In HERMES, like in any other experiment, it is important that the measured quantity (let's say an asymmetry) be tested for possible dependencies on quantities it should not depend on, and for randomness. Each test has its own goals, and specific cases in which it can be used, and in most cases more than one test should be used.
As an example, let's suppose that the asymmetry grows steadily in time, while always remaining within the limits of small fluctuations with respect to its uncertainties. In such a case a chi2 test would give a very good result, while other tests (as the Wilcoxon test) may highlight the fact that there is a trend in the data. A way to see it is to assign an A to the values smaller than the average and a B to the values larger than the average, and to see the time dependence of such a succession of A's and B's.

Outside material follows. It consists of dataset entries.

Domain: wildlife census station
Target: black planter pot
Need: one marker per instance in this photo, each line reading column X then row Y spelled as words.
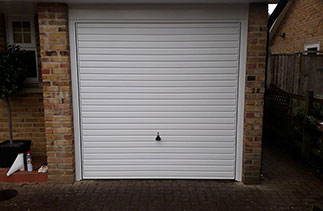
column 8, row 153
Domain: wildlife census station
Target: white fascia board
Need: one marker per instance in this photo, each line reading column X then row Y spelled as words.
column 144, row 1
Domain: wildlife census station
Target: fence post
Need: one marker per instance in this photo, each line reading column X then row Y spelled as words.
column 306, row 142
column 297, row 74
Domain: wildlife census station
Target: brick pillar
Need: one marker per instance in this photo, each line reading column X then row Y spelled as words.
column 57, row 92
column 255, row 87
column 2, row 32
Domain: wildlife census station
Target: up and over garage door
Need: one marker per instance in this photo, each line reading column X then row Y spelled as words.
column 141, row 79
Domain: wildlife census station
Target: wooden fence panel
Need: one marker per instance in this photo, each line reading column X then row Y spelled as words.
column 296, row 73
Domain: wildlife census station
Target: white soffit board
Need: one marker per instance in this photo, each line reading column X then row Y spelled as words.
column 176, row 78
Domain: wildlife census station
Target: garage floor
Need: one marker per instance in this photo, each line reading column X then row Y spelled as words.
column 286, row 186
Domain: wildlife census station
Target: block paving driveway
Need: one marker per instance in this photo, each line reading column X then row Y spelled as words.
column 287, row 185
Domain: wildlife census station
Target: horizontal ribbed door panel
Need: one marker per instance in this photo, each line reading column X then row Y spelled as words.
column 138, row 79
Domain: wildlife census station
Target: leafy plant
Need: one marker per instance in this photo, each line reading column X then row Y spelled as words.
column 13, row 72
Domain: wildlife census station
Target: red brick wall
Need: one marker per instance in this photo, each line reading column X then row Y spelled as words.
column 302, row 24
column 254, row 98
column 27, row 113
column 28, row 120
column 56, row 75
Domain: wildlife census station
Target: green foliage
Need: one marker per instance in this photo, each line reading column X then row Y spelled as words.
column 13, row 70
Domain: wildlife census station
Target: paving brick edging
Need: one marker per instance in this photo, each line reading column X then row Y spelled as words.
column 255, row 88
column 57, row 91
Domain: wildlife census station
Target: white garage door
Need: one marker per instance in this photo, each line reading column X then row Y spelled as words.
column 176, row 79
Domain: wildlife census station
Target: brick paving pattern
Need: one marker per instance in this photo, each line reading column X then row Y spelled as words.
column 287, row 185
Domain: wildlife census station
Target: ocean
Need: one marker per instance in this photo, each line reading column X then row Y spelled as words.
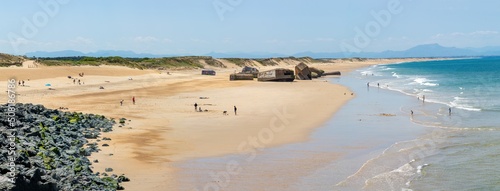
column 461, row 149
column 374, row 143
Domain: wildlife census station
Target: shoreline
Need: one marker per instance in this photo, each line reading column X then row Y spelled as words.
column 159, row 136
column 335, row 151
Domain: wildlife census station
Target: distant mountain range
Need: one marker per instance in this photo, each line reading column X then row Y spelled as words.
column 428, row 50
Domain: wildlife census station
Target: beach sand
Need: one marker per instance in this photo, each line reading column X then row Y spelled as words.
column 163, row 127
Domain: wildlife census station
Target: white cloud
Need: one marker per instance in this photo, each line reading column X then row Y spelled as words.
column 145, row 39
column 484, row 33
column 478, row 38
column 82, row 40
column 325, row 39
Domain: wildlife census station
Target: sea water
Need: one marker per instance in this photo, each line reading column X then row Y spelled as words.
column 462, row 149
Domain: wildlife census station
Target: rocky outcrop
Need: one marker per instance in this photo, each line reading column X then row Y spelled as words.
column 302, row 72
column 48, row 149
column 234, row 77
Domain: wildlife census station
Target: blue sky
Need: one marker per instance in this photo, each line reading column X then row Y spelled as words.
column 197, row 27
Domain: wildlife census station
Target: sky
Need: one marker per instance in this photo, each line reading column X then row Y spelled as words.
column 198, row 27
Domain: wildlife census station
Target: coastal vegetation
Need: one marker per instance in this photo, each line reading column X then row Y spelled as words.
column 185, row 62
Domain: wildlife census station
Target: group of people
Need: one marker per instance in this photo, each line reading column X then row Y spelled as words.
column 423, row 101
column 198, row 109
column 133, row 101
column 79, row 81
column 21, row 82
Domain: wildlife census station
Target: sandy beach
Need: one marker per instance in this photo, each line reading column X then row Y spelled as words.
column 162, row 126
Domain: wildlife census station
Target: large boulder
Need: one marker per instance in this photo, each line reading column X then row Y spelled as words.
column 302, row 72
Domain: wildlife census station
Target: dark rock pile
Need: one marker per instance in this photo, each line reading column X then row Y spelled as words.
column 48, row 149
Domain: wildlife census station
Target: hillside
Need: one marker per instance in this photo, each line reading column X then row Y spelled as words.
column 9, row 60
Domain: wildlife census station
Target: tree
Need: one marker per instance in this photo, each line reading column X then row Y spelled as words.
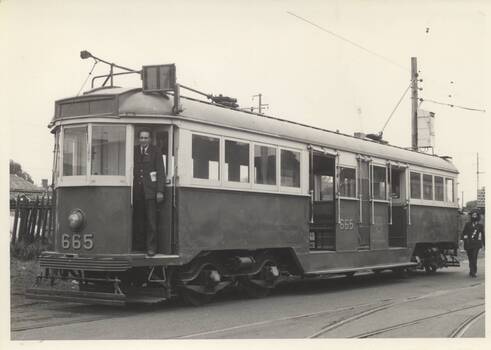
column 16, row 168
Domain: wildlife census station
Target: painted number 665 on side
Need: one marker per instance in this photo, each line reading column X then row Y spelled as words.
column 77, row 241
column 346, row 224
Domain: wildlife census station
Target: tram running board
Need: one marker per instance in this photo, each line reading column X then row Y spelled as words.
column 76, row 296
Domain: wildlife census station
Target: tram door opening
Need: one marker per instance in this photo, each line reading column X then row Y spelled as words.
column 160, row 138
column 322, row 220
column 398, row 210
column 366, row 214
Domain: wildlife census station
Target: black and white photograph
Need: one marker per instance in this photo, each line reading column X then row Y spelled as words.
column 237, row 174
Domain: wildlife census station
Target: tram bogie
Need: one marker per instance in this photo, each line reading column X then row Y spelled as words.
column 249, row 201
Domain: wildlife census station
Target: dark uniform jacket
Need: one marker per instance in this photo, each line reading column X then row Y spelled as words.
column 148, row 172
column 473, row 235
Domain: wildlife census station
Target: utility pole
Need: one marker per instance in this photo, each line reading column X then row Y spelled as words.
column 414, row 103
column 477, row 171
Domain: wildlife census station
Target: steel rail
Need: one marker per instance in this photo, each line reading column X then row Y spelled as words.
column 459, row 331
column 413, row 322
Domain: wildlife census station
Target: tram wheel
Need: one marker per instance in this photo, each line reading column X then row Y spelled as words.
column 193, row 298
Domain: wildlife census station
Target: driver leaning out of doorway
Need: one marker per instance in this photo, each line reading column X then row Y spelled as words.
column 148, row 192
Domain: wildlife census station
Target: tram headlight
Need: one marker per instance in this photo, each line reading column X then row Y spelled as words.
column 76, row 219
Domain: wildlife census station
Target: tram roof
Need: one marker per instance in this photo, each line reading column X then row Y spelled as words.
column 133, row 102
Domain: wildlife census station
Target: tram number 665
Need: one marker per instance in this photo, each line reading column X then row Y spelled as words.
column 346, row 224
column 77, row 241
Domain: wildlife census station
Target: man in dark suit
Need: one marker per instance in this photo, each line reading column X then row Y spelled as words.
column 473, row 237
column 148, row 192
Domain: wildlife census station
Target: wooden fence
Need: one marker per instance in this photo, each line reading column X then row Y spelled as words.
column 33, row 219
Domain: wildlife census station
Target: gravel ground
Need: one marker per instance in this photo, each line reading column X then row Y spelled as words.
column 22, row 275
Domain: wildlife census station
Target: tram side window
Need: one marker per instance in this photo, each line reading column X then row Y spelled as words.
column 449, row 190
column 427, row 187
column 439, row 188
column 290, row 168
column 108, row 154
column 415, row 185
column 75, row 151
column 206, row 155
column 379, row 183
column 236, row 161
column 347, row 182
column 395, row 183
column 264, row 165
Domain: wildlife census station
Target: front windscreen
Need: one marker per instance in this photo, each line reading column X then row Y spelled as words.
column 108, row 151
column 75, row 151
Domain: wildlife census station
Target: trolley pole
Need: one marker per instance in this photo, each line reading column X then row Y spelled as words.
column 260, row 105
column 414, row 103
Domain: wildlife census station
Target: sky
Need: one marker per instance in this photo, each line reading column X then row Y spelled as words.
column 347, row 76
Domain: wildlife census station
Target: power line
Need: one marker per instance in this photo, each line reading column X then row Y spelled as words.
column 395, row 108
column 452, row 105
column 348, row 41
column 381, row 57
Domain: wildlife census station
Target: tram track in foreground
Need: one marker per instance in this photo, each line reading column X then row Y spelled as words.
column 458, row 332
column 370, row 308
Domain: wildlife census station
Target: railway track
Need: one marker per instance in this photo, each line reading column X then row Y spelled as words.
column 456, row 333
column 69, row 314
column 368, row 309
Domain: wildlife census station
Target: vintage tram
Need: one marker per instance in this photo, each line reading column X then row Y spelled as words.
column 250, row 200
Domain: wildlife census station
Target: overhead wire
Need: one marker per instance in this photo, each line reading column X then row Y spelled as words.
column 379, row 56
column 452, row 105
column 348, row 41
column 397, row 105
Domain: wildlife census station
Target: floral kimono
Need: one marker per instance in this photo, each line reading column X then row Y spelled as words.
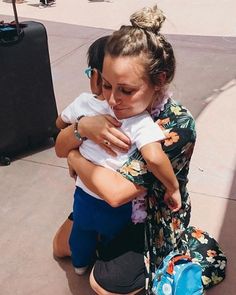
column 164, row 230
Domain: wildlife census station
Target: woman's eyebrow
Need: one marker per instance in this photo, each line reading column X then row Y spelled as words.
column 118, row 84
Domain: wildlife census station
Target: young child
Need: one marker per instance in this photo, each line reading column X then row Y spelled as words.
column 92, row 215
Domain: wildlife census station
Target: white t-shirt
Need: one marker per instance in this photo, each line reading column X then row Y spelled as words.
column 140, row 129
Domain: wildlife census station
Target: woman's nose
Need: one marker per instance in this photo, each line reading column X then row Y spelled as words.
column 112, row 101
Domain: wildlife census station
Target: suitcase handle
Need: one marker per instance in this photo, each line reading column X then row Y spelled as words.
column 11, row 33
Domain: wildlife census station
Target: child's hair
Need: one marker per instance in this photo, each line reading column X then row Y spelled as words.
column 143, row 38
column 96, row 52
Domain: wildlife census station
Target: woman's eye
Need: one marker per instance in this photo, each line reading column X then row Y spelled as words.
column 126, row 91
column 106, row 86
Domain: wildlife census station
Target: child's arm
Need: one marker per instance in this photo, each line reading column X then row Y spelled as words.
column 159, row 164
column 60, row 123
column 110, row 185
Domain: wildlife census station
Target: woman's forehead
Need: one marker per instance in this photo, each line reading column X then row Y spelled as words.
column 123, row 67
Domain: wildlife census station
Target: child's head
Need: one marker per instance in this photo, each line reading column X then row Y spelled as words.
column 95, row 56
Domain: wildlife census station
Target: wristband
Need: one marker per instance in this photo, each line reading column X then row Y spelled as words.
column 76, row 132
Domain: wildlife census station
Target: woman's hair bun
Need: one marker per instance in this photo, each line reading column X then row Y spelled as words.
column 148, row 18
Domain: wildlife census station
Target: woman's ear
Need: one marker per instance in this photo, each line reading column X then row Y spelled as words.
column 96, row 82
column 160, row 81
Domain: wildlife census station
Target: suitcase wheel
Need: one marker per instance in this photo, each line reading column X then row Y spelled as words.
column 5, row 161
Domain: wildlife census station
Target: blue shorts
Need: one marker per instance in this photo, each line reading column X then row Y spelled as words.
column 92, row 217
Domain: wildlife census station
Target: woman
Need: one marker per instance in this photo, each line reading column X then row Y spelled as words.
column 120, row 269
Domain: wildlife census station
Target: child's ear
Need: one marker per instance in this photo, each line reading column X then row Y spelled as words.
column 96, row 82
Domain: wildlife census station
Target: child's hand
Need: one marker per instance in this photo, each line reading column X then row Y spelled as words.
column 71, row 170
column 173, row 200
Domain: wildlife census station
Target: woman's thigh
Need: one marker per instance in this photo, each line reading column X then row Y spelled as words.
column 121, row 275
column 121, row 268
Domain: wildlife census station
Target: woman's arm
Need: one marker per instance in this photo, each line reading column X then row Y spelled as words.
column 96, row 128
column 111, row 186
column 159, row 164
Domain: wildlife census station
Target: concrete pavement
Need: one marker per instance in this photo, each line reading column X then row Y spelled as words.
column 35, row 191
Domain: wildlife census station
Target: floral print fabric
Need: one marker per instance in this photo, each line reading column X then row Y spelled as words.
column 164, row 230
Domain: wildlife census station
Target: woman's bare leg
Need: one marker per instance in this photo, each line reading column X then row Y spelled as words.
column 61, row 246
column 100, row 291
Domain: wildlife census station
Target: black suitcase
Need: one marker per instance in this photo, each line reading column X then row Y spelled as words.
column 27, row 103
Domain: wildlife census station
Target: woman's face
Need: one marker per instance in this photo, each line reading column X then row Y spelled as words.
column 126, row 87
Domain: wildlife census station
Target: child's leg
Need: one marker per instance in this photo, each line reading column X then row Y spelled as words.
column 82, row 245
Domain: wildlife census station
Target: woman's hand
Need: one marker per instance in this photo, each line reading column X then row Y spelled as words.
column 173, row 200
column 102, row 129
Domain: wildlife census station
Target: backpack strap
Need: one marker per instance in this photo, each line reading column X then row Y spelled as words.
column 172, row 262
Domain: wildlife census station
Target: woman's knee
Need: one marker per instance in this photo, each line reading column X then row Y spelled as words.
column 95, row 286
column 61, row 240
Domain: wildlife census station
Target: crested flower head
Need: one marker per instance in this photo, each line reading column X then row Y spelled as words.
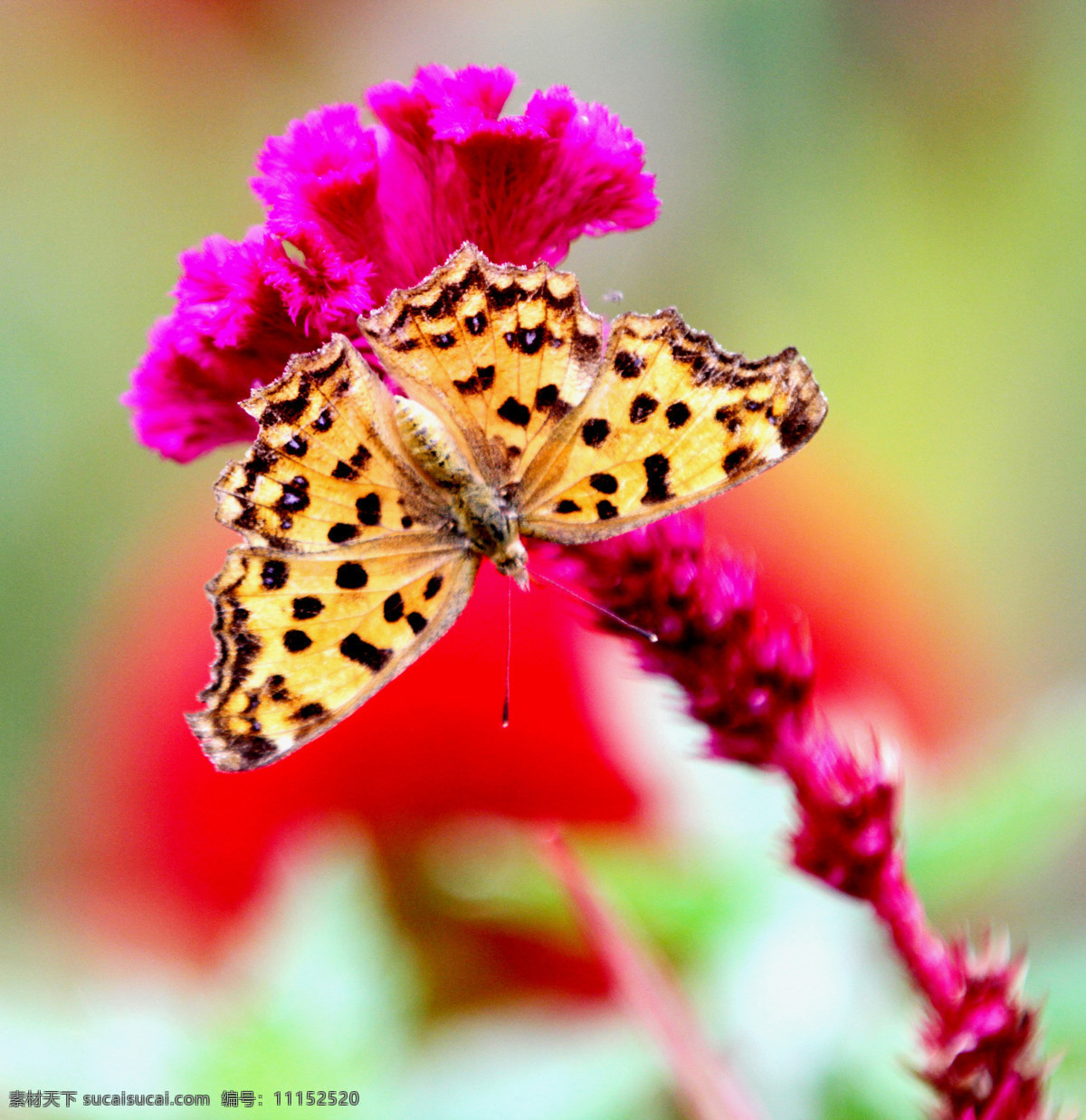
column 746, row 675
column 357, row 209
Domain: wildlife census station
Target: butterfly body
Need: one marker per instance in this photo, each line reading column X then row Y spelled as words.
column 365, row 515
column 481, row 513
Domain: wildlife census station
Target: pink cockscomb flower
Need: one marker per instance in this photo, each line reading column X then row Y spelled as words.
column 357, row 209
column 749, row 678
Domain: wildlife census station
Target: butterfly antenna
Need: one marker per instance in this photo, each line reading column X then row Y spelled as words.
column 595, row 606
column 509, row 652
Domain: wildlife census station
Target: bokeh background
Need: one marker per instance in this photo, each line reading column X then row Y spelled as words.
column 897, row 187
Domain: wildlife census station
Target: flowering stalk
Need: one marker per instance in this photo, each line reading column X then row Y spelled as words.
column 749, row 680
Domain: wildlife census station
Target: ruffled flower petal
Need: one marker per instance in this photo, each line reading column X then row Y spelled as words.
column 243, row 310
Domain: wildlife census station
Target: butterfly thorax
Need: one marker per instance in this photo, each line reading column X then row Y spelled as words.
column 481, row 513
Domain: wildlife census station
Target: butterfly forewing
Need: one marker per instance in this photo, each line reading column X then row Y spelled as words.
column 303, row 641
column 500, row 353
column 325, row 471
column 671, row 420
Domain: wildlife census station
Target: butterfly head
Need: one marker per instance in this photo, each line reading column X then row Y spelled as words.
column 510, row 559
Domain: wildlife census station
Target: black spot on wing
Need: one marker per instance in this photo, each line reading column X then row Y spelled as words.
column 728, row 415
column 393, row 608
column 273, row 573
column 656, row 467
column 628, row 364
column 286, row 411
column 294, row 496
column 360, row 651
column 480, row 381
column 307, row 606
column 546, row 397
column 368, row 510
column 325, row 372
column 678, row 415
column 585, row 348
column 253, row 748
column 340, row 533
column 797, row 425
column 500, row 298
column 525, row 340
column 296, row 641
column 642, row 407
column 350, row 576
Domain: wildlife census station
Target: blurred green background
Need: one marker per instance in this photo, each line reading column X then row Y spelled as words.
column 898, row 187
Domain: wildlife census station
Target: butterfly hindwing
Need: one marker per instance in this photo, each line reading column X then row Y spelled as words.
column 303, row 641
column 501, row 354
column 671, row 420
column 326, row 469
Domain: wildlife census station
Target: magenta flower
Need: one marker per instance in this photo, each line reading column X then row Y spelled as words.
column 355, row 211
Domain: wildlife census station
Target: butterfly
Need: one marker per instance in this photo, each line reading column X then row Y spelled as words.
column 365, row 514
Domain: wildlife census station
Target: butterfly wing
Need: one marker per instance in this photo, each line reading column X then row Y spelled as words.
column 327, row 468
column 500, row 353
column 671, row 420
column 303, row 641
column 349, row 568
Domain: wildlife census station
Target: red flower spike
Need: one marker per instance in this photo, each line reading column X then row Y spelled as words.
column 749, row 680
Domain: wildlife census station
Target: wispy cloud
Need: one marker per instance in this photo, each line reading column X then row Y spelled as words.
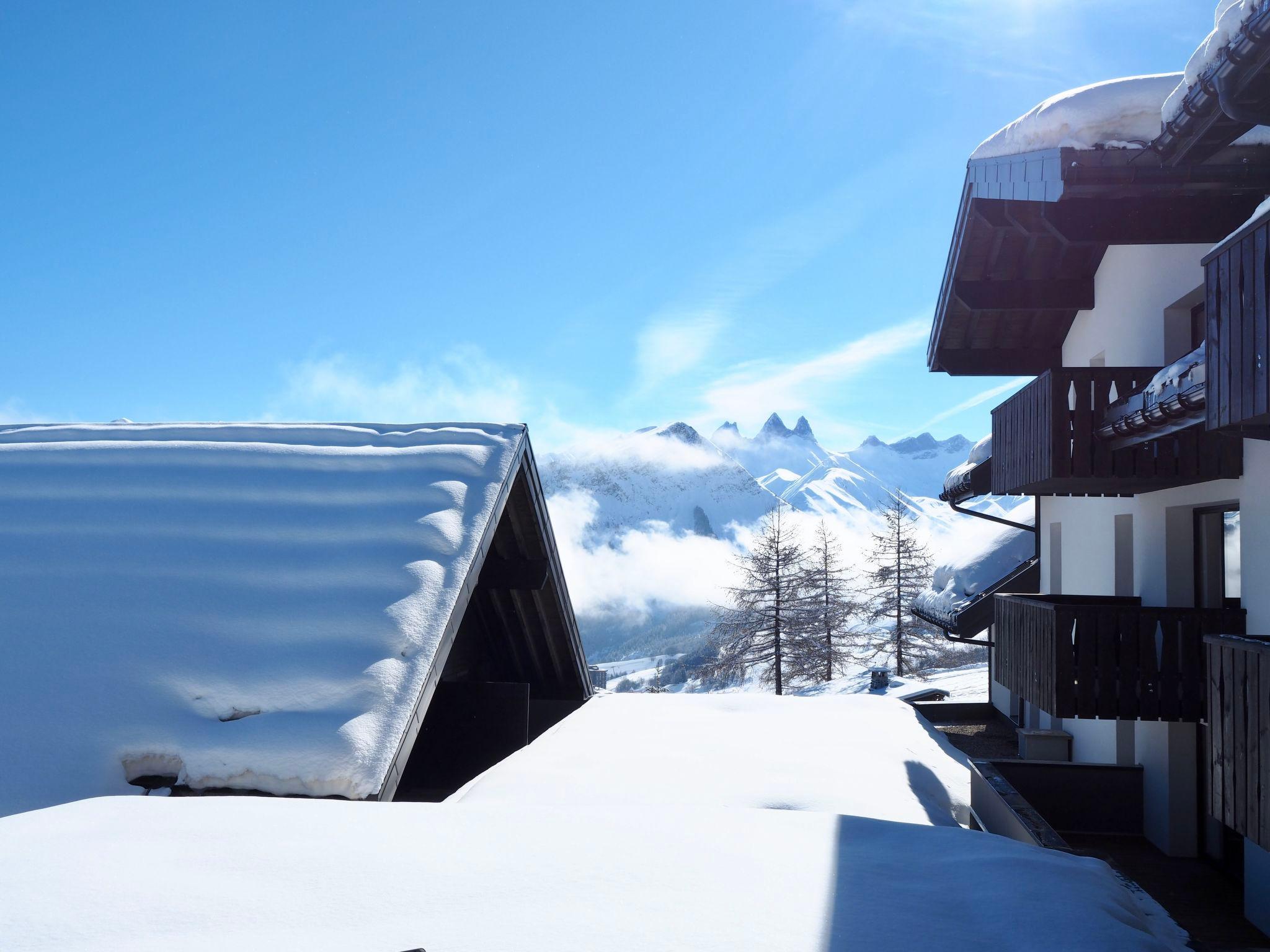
column 14, row 410
column 982, row 397
column 673, row 345
column 755, row 390
column 678, row 337
column 463, row 385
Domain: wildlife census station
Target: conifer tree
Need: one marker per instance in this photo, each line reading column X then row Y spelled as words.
column 900, row 569
column 765, row 621
column 831, row 609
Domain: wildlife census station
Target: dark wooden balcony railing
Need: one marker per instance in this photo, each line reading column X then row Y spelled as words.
column 1237, row 309
column 1044, row 441
column 1238, row 735
column 1103, row 656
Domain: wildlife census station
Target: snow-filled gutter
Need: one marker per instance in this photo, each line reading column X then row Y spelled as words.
column 992, row 518
column 1210, row 117
column 1174, row 400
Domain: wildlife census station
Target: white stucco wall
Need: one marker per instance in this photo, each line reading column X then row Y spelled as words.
column 1134, row 286
column 1256, row 885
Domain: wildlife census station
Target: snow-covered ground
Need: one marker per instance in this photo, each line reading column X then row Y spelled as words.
column 251, row 606
column 968, row 682
column 207, row 875
column 859, row 756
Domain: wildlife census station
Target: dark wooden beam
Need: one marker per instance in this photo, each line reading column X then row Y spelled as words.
column 1150, row 221
column 997, row 362
column 1053, row 295
column 522, row 574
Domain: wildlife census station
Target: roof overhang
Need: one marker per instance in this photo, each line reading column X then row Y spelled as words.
column 515, row 582
column 1227, row 99
column 1032, row 231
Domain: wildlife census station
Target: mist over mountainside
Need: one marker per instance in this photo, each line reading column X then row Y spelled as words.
column 651, row 522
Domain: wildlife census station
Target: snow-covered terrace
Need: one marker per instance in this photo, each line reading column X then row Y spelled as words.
column 638, row 823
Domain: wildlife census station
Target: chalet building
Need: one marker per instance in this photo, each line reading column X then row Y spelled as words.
column 1128, row 275
column 296, row 610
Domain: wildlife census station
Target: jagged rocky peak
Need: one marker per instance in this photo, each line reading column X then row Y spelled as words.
column 775, row 427
column 681, row 432
column 728, row 430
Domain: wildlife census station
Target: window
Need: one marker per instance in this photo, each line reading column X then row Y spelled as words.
column 1217, row 558
column 1199, row 325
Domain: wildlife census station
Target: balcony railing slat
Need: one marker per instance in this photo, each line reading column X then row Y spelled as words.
column 1263, row 744
column 1259, row 332
column 1215, row 728
column 1240, row 718
column 1150, row 667
column 1086, row 663
column 1248, row 346
column 1228, row 736
column 1130, row 649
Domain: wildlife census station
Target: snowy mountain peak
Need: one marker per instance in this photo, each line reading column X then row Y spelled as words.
column 775, row 427
column 926, row 443
column 682, row 432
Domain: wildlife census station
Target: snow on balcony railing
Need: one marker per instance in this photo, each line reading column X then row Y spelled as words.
column 1173, row 400
column 973, row 575
column 973, row 478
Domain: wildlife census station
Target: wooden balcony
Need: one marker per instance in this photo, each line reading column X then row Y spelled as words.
column 1237, row 307
column 1108, row 658
column 1238, row 733
column 1044, row 441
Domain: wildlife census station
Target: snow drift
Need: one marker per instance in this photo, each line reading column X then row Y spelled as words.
column 150, row 875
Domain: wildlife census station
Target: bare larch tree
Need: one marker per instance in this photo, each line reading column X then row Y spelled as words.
column 766, row 615
column 900, row 568
column 831, row 610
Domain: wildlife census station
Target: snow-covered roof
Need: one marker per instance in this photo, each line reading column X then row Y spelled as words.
column 247, row 606
column 1228, row 18
column 206, row 875
column 1122, row 113
column 753, row 751
column 961, row 474
column 980, row 566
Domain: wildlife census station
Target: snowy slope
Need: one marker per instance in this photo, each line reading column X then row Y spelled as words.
column 208, row 875
column 655, row 490
column 668, row 474
column 865, row 478
column 239, row 604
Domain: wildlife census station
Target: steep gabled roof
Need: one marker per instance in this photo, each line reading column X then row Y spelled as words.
column 262, row 607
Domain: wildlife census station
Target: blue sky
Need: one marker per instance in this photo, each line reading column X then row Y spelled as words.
column 587, row 216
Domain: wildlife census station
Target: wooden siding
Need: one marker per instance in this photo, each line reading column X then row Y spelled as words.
column 1238, row 384
column 1238, row 731
column 1044, row 443
column 1106, row 658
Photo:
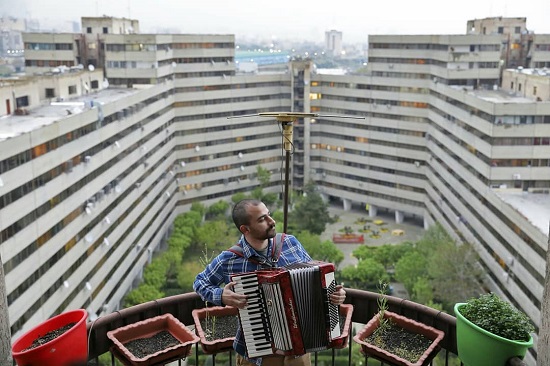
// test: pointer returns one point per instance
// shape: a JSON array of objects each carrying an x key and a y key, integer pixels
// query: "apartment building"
[{"x": 87, "y": 197}]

Tests of randomness can be applied to eg. time (or cut, or binning, eg. zvertex) dependences of asymmetries or cross-sections. The most commonly used tests are:
- t-test (student's test)
- z-test: effectively a chi2 test. It checks the spread of the asymmetry wrt the average value, to see if these can be attributed to randomness.
- Wilcoxon test
- Mann Whitney test: checks for trends on data. It requires data to be separated into two samples,with the possibility to ordering the elements of the set according to an ordering criterion. The purpose is to understand if there is a trend in the data, i.e. if one set is consistently above or below the other set. It can be used for example to see if over time, the top asymmetry was consistently above or below the bottom asymmetry.